Первая мировая война и последовавшая революция создали гремучую смесь причудливо переплетенных факторов, благоприятствовавших беспрецедентно широкому и беспрепятственному распространению пьянства. Введение запрета на свободную продажу алкоголя в сочетании с обязательными государственными поставками крестьянского хлеба по твердым ценам превращали самогоноварение в экономически выгодную операцию. С 1917 г. хозяйственные мотивы оказались обогащенными целым букетом сопутствующих обстоятельств, благоволивших массовому пьянству. Среди них — стремительное ослабление власти и разрушение механизмов государственного контроля над производством и реализацией спиртного; бесхозное состояние гигантских казенных запасов алкоголя; превращение горячительного, благодаря инфляции и дефициту самых необходимых товаров и услуг, в эрзац твердой валюты; изменение статуса бражничанья, которое в обстановке всеобщей бедности превращалось в индикатор процветания и удачливости; переход основной части городского населения к однообразному, основанному преимущественно на углеводах, а затем и скудному питанию, — переход, который, видимо, облегчался употреблением спиртного, игравшего роль дополнительного источника калорий и своеобразного фермента; ухудшение санитарного состояния городов, повышавшее значение алкоголя как традиционного народного средства профилактики заразных заболеваний; ограниченность источников питьевой воды, заменителем которой выступали алкогольные напитки.

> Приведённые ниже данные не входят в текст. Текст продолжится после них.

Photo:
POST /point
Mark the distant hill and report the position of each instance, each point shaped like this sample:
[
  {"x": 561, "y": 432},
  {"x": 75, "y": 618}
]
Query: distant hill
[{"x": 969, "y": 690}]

Совокупность этих обстоятельств уже в 1917 г. дала оглушительный эффект. Газеты с тревогой писали о массовом самогоноварении в деревне и развитии пьянства в городах и сельской местности. Многое говорит о том, что среди мотивов домашнего изготовления спиртного на первых порах преобладал трезвый расчет крестьянина, искавшего дополнительный доход и способ уклониться от обязательных поставок. В вятской деревне еще накануне революции кумышку варили целыми деревнями, по ночам, в банях и жилых избах, получая от ее продажи прибыль в 200-300%.[1768] Летом 1917 г., при Временном правительстве, необходимость таиться при изготовлении самогона отпала: местные власти не только не препятствовали нелегальному винокурению, но и поощряли его. Председатель исполкома села Уни Глазовского уезда А.П. Прокофьев, как писала пресса, «...заставляет вотяков гнать для него кумышку и предупреждает, чтобы они ничего не боялись». Благоволил кумышковарению и член исполкома, священник В. Изюмов: «Перед сенокосом он объездил несколько деревень, собирая Петровское, и из собранной муки заставил одного крестьянина выгнать ему кумышку для помочи (помочь Изюмов устраивал для косьбы своих лугов)».[1769]

В Сардынской волости того же уезда в августе 1917 г. кумышку гнали в 40 деревнях из 44. Самую дорогую часть самогонных аппаратов — котел и трубы — крестьяне приобретали в складчину. Староста собирал сходку и все складывались по 1 р. За отказ участвовать в общем деле односельчане грозили изгнать из деревни или убить. Несмотря на разгар полевых работ, винокуренные «заводы» не останавливали производство ни днем, ни ночью. Кумышковарение, устраиваемое всегда в глубине леса, у ручья, было организовано по образцу помола зерна на мельнице: крестьяне по очереди оставляли работу в поле и гнали самогон, который затем отвозился в село Уни и продавался по 1-2 р. за литр.[1770]

Летом-осенью 1917 г. винокурение и пьянство наблюдались и в других губерниях Урала. В Оренбуржье жители всех волостей и станиц тратили большие средства на покупку «заводов», число которых доходило до 155 на станицу. Только в одной из них к празднику 20 июля было истреблено на самогон 1,5 тыс. пудов ржаной муки. Огромные излишки хлеба и большая потребность в алкоголе превращали самогоноварение в чрезвычайно выгодное занятие. В селе Воскресенском, например, винокуры зарабатывали до 100 р. в сутки, продавая бутылку зелья по 5 р.